Молитва моя ощутимо зависла над моей головой. Не то что она была слаба. Она была недействительна. Она была здесь отменена. Это темное место находилось в таком отдалении от Божьего мира, в такой немыслимой глуши, что сюда вообще не доходил свет, и я догадалась, что молитва вне света все равно что рыба без воды - дохлая...
До меня доносилось жужжание чужого разговора, тоскливого, гнилого, лишенного смысла. Одно только вялое раздражение, вялый спор ни о чем. И голос деда: я ВЕЛЕЛ, ты ВЕЛЕЛ, я не ВЕЛЕЛ... И "ВЕЛЕЛ" этот был существом...
Тот, что в глиняной маске, наклонился надо мной, заговорил. Что говорил, не помню. Но помню, что речь его была неожиданно грубо-простонародной, неправильной, он ёрничал, даже издевался надо мной. Слова его, как и бурая глина на лице, тоже были маской.
Он может говорить другими словами, он обманывает меня. "Обманщик", подумала я. И как только я это произнесла про себя, он исчез. Я, кажется, одной своей мыслью его разоблачила...
Тени все колыхались туда-сюда, все это длилось безвременно долго, до тех пор, пока я не разглядела, что нет у этого помещения никаких стен, а только сгустившаяся тьма создает подобие замкнутого пространства, а на самом деле это тесное и темное место огромно, бесконечно, заполняет собой все, и ничего, кроме него, вообще и не существует. Это была западня, откуда не было никакого выхода. Мне стало страшно. Не за себя, за деда, и я закричала:
- Дедушка!
Он как будто посмотрел в мою сторону, но то ли не узнал, то ли не захотел узнать, а все продолжал бормотать, глядя на меня блекло-коричневыми глазами: я ВЕЛЕЛ, он ВЕЛЕЛ...

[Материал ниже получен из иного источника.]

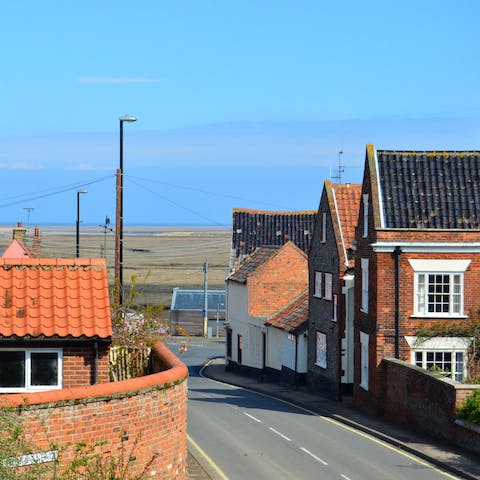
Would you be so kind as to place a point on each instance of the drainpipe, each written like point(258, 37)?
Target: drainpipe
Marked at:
point(296, 361)
point(95, 363)
point(396, 254)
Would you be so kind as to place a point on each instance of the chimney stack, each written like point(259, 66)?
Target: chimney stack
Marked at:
point(36, 243)
point(20, 233)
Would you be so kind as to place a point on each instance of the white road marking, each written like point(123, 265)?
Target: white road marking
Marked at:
point(323, 462)
point(280, 434)
point(252, 417)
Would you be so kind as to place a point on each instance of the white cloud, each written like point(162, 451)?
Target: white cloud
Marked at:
point(20, 166)
point(84, 167)
point(118, 80)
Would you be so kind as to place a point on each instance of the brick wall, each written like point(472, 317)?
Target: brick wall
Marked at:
point(78, 365)
point(427, 402)
point(148, 413)
point(278, 281)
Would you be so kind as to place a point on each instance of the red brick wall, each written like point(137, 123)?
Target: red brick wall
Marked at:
point(78, 365)
point(426, 402)
point(278, 281)
point(380, 320)
point(149, 413)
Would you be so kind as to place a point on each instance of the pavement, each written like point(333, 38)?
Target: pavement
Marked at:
point(441, 454)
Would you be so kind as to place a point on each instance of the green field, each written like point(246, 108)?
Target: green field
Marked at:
point(160, 258)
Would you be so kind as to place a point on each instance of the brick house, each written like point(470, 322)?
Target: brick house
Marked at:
point(417, 263)
point(287, 341)
point(331, 287)
point(256, 228)
point(265, 282)
point(55, 323)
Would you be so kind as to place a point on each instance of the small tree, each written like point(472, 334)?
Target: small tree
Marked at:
point(470, 328)
point(16, 451)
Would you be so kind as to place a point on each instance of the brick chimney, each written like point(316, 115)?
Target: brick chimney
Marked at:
point(36, 243)
point(20, 233)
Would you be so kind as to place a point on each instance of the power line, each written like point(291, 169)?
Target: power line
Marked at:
point(175, 203)
point(51, 192)
point(215, 194)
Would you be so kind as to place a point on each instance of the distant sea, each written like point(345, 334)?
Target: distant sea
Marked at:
point(130, 229)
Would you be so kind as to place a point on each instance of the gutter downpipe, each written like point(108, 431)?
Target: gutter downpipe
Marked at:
point(95, 363)
point(296, 361)
point(396, 253)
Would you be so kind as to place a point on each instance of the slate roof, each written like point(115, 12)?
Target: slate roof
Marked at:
point(54, 297)
point(294, 317)
point(257, 228)
point(252, 262)
point(430, 189)
point(194, 299)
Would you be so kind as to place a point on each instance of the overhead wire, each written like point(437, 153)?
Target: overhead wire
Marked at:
point(52, 191)
point(187, 209)
point(208, 192)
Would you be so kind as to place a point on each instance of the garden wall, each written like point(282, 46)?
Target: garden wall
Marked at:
point(145, 418)
point(427, 401)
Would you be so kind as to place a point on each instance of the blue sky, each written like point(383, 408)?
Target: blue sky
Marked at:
point(239, 103)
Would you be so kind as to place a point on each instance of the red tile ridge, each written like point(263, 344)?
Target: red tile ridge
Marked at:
point(61, 262)
point(270, 212)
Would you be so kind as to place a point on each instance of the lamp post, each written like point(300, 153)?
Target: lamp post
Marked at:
point(79, 192)
point(119, 217)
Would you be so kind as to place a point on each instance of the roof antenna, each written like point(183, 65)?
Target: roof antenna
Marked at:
point(341, 167)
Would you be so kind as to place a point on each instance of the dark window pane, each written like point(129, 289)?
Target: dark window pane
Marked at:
point(44, 369)
point(12, 369)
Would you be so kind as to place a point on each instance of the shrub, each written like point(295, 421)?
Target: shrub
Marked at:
point(470, 410)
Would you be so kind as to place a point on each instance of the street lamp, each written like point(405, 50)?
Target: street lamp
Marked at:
point(119, 217)
point(79, 192)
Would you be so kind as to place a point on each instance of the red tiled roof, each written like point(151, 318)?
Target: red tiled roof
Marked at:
point(64, 297)
point(17, 250)
point(346, 202)
point(252, 262)
point(294, 317)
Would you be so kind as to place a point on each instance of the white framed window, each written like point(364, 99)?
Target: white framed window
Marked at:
point(438, 287)
point(365, 215)
point(318, 285)
point(321, 350)
point(439, 294)
point(35, 369)
point(364, 264)
point(324, 227)
point(446, 355)
point(364, 360)
point(328, 286)
point(335, 307)
point(450, 364)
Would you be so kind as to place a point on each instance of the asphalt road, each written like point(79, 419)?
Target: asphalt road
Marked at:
point(251, 436)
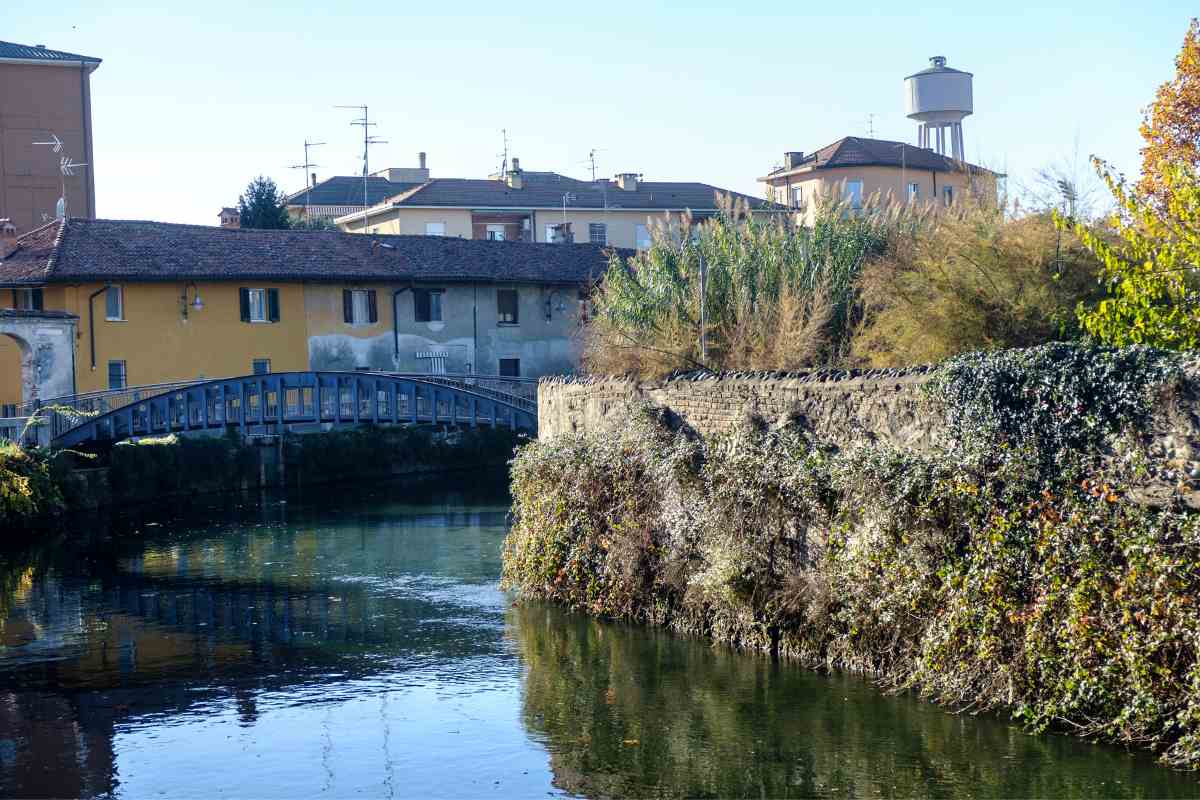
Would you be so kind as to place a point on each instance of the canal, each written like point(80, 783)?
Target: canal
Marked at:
point(355, 643)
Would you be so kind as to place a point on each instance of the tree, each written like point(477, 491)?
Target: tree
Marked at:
point(975, 278)
point(1171, 124)
point(1150, 254)
point(262, 205)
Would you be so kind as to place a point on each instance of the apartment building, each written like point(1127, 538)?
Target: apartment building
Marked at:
point(45, 97)
point(857, 169)
point(159, 302)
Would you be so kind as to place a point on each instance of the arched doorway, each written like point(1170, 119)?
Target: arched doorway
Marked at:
point(16, 360)
point(37, 356)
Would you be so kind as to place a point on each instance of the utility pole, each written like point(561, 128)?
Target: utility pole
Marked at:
point(306, 166)
point(367, 140)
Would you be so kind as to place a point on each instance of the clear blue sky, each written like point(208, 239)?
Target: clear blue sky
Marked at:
point(191, 102)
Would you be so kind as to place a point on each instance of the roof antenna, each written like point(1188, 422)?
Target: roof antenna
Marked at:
point(367, 140)
point(306, 166)
point(66, 167)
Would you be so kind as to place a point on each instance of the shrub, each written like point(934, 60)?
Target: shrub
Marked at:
point(1006, 570)
point(973, 280)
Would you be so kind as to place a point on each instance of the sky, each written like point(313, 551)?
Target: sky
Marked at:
point(192, 101)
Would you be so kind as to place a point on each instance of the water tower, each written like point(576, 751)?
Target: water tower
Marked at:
point(940, 98)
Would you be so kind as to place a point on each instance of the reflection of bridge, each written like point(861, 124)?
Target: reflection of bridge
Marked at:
point(292, 401)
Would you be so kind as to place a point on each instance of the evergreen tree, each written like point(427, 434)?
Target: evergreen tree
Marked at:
point(262, 205)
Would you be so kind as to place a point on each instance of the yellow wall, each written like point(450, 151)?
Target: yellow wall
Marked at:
point(159, 344)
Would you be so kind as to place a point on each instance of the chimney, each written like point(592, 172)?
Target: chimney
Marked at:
point(628, 181)
point(514, 176)
point(561, 234)
point(7, 238)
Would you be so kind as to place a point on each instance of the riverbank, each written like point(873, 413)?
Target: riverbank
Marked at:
point(39, 488)
point(1007, 567)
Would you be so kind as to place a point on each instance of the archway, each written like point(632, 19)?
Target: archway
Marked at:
point(45, 352)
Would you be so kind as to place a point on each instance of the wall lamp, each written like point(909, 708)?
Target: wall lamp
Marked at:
point(550, 304)
point(196, 305)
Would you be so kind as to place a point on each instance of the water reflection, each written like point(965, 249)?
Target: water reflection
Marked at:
point(358, 643)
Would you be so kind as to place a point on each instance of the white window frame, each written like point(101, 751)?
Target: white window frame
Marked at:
point(261, 294)
point(855, 198)
point(642, 239)
point(120, 304)
point(360, 302)
point(125, 373)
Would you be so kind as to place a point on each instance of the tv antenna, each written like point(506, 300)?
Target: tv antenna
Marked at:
point(504, 154)
point(306, 166)
point(66, 169)
point(367, 140)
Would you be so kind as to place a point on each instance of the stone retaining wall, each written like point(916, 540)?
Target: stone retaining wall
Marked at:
point(847, 407)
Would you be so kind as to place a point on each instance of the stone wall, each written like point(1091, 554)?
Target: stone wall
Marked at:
point(847, 407)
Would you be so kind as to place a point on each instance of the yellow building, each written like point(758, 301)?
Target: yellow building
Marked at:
point(520, 205)
point(159, 302)
point(858, 169)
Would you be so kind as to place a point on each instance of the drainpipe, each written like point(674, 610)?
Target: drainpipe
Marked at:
point(91, 322)
point(395, 323)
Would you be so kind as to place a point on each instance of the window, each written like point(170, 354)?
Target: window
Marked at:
point(853, 193)
point(598, 233)
point(359, 307)
point(643, 238)
point(259, 305)
point(427, 305)
point(507, 306)
point(27, 299)
point(114, 304)
point(117, 374)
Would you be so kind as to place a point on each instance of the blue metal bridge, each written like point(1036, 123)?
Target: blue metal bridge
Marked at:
point(291, 401)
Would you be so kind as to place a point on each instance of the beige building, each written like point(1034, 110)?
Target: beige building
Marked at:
point(538, 206)
point(45, 96)
point(859, 169)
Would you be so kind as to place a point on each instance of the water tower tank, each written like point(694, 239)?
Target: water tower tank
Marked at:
point(939, 98)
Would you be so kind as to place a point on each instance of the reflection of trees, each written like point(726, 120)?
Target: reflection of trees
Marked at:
point(628, 711)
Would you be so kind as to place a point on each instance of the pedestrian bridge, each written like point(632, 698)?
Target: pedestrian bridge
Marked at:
point(280, 402)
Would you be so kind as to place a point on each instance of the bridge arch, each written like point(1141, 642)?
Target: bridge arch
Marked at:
point(45, 341)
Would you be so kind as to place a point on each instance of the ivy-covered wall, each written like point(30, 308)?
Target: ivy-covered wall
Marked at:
point(1014, 560)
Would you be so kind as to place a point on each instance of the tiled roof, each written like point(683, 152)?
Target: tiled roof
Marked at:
point(861, 151)
point(39, 53)
point(546, 190)
point(125, 250)
point(347, 190)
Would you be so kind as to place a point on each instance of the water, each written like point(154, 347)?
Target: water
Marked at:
point(357, 644)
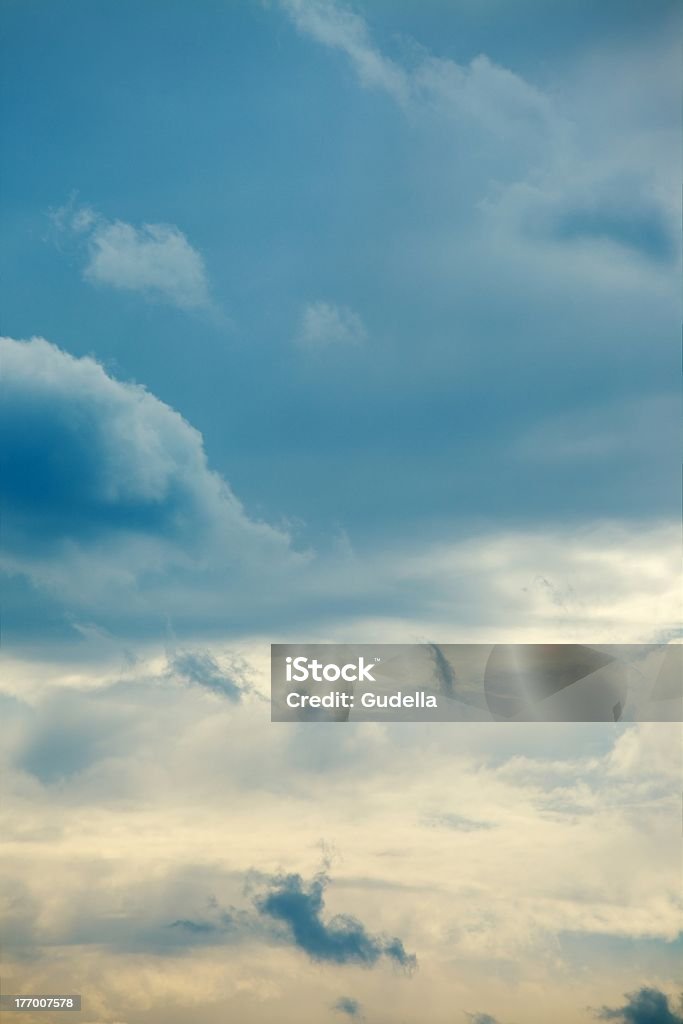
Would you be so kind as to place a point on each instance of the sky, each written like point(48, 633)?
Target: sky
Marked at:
point(335, 323)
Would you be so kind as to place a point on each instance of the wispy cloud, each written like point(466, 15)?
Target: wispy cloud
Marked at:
point(349, 1007)
point(154, 259)
point(341, 29)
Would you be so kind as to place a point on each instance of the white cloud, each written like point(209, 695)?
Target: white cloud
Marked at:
point(324, 325)
point(155, 259)
point(343, 30)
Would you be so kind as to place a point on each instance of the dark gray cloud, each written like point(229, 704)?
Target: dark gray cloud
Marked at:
point(201, 669)
point(349, 1007)
point(342, 939)
point(647, 1006)
point(110, 503)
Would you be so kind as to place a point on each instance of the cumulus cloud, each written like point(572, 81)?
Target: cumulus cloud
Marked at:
point(558, 180)
point(114, 519)
point(342, 939)
point(154, 259)
point(647, 1006)
point(324, 325)
point(105, 486)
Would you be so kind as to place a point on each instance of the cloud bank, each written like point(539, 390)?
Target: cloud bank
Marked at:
point(154, 259)
point(341, 940)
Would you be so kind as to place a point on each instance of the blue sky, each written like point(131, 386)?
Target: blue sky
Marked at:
point(327, 324)
point(510, 256)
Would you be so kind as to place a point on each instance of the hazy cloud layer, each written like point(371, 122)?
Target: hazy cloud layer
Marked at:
point(324, 325)
point(341, 940)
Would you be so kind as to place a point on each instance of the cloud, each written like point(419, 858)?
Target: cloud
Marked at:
point(154, 259)
point(115, 521)
point(546, 174)
point(325, 326)
point(108, 489)
point(341, 29)
point(341, 940)
point(647, 1006)
point(202, 669)
point(349, 1007)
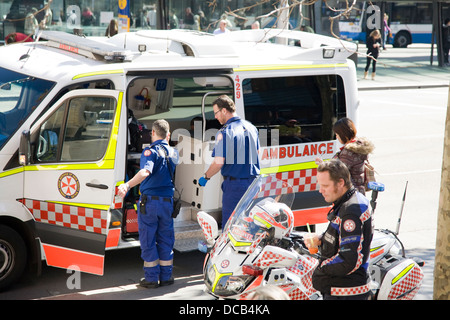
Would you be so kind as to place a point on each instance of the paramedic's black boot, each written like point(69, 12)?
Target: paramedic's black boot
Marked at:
point(167, 282)
point(148, 284)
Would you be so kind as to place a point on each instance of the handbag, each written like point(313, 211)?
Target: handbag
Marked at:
point(369, 173)
point(176, 198)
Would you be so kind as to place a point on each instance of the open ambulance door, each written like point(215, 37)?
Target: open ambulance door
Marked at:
point(70, 181)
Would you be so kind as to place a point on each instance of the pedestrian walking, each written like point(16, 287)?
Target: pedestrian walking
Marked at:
point(156, 231)
point(235, 155)
point(373, 44)
point(446, 40)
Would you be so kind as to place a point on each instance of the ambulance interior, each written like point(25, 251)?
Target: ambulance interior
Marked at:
point(286, 110)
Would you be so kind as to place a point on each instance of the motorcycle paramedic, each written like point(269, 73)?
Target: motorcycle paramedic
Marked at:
point(156, 231)
point(345, 245)
point(235, 155)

И вдруг все стронулось и стало утекать. Как тень от облака пробегает по полю, так это темное пространство стало сдвигаться, и я увидела сначала часть стены в полосатых обоях, а потом и всю дедову комнату в серой предрассветной мгле.
Я не проснулась - я просто не спала. Утренняя мгла, тягостная и неприятная в обыкновенные дни, казалась теперь живым жемчужным светом, полным обещания, потому что даже ночной мрак этого, нашего мира - оттенок нашего земного света. А то, что мне было показано там, было отсутствие света, печальное и бесприютное место. Это была она, сень смертная... И когда самый край тьмы уплывал из комнаты и проваливался куда-то на север, я услышала ясный свежий голос, несомненно мужской, который произнес:
- Средний мир.
А что это, я до сих пор не знаю... В одном только я почти уверена все это мне было показано ради того, что там мелькнул в толпе теней мой хромой дед с сумрачным лицом.